Heute hat SPIEGEL ONLINE einen hübschen Artikel über mich verfasst. Naja, eigentlich mehr übers Prokrastinieren, aber der Autor hätte mich gewissermaßen als den Prototypen des Prokrastinierers im Zentrum des Personalisierungsparts des Artikels einbauen können. Als “Human Touch”-Element gewissermaßen. Weil so eine Type das Thema plastisch illustriert und ihm eine gewisse Authentizität verleiht… Ich schweife ab – mal wieder.

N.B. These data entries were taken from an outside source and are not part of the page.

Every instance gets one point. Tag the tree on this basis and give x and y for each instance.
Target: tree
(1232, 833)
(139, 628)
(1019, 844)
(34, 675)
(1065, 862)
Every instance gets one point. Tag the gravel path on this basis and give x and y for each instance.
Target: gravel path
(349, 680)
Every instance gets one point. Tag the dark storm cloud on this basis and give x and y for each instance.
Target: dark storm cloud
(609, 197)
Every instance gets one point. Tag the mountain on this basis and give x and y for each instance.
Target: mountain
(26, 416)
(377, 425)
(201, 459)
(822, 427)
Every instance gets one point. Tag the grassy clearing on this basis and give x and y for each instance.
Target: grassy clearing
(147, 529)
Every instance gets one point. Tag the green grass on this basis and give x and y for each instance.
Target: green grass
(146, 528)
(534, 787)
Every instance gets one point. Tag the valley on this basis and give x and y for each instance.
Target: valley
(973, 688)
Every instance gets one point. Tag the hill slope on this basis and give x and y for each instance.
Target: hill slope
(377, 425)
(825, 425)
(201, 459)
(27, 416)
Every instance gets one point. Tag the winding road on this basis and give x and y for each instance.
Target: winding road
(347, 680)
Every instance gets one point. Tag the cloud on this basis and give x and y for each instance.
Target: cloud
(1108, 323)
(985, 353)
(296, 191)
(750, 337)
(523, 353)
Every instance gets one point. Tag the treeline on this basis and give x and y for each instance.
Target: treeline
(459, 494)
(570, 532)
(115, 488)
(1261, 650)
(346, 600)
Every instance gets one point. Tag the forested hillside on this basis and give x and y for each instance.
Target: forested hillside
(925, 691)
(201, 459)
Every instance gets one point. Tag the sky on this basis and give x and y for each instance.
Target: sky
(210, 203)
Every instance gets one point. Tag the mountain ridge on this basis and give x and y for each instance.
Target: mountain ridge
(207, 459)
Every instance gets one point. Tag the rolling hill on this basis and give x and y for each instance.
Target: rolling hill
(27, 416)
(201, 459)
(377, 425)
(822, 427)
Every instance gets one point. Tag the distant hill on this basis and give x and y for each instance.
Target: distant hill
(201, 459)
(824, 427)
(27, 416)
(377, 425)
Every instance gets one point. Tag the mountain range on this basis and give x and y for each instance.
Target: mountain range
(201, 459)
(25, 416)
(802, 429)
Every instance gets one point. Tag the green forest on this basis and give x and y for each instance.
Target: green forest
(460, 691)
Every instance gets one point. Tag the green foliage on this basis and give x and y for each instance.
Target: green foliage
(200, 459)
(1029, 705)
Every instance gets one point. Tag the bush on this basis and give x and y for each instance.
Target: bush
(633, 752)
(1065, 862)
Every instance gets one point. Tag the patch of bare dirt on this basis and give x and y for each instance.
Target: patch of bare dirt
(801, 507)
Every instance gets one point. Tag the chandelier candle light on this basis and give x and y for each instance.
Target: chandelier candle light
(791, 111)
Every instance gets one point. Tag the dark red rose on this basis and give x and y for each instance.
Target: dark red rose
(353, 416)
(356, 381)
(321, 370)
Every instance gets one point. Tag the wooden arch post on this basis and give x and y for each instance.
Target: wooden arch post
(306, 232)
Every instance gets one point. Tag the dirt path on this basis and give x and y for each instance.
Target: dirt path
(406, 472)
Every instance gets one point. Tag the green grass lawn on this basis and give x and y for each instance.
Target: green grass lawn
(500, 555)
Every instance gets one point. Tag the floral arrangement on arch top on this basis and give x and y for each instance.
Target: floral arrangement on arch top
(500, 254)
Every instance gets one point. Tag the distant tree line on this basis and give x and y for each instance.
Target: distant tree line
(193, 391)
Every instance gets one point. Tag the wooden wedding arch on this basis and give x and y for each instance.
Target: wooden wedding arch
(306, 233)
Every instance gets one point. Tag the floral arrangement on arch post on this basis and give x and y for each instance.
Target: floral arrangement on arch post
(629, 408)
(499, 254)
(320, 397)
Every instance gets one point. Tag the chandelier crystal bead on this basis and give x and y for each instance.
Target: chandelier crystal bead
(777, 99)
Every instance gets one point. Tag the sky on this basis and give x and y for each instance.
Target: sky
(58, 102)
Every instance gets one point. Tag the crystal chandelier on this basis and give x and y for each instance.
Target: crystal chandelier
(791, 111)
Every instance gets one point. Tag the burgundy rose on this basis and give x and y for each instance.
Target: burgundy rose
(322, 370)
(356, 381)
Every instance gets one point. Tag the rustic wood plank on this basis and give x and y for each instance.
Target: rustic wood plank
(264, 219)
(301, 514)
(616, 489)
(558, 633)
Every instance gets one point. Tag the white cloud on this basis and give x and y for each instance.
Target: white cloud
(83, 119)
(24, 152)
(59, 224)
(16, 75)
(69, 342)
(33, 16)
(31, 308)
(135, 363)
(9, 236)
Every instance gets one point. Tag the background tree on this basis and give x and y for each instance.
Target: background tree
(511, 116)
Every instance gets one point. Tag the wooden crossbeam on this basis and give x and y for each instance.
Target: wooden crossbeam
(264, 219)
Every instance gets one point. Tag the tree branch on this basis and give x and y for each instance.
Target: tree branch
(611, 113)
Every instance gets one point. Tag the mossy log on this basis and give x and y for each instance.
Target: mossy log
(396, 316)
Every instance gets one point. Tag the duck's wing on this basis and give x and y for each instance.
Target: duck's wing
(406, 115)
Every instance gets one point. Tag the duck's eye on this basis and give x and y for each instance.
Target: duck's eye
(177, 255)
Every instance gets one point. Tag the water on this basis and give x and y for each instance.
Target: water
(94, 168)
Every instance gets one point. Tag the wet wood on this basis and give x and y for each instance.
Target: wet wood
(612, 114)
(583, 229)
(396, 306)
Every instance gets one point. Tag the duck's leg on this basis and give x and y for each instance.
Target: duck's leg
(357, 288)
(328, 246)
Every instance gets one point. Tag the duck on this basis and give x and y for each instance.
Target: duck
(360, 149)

Also: Prokrastination. Eine Modeerscheinung? Mitnichten. Meine These: Das Prokrastinieren ist in neuester Zeit so vehement ins Rampenlicht gerückt, weil das Wort so schön ist. Ganz einfach.
Egal – jedenfalls hatte ich heute so einen Tag. Es steckten mir einfach noch so ein paar Dinge in der Nase, die ich VIEL wichtiger fand als mich meinem Hauptprojekt (siehe hier) zu widmen. Etwa Brightkite einrichten. Ein paar Plugins in WordPress zu installieren (was ich übrigens heute zum ersten Mal gemacht habe). Oder ein Statistik-Tool in den WordPress-Code einbauen – ausgerechnet ich! Aber gut. Es scheint soweit alles geklappt zu haben, zum Glück, sonst käme ich ja nie mehr zu irgendwas anderem. Es ist nämlich so: Die unwichtigen Dinge im Leben müssen für den klassischen Prokrastinierer funktionieren, damit er mit den wichtigen überhaupt erst beginnen kann.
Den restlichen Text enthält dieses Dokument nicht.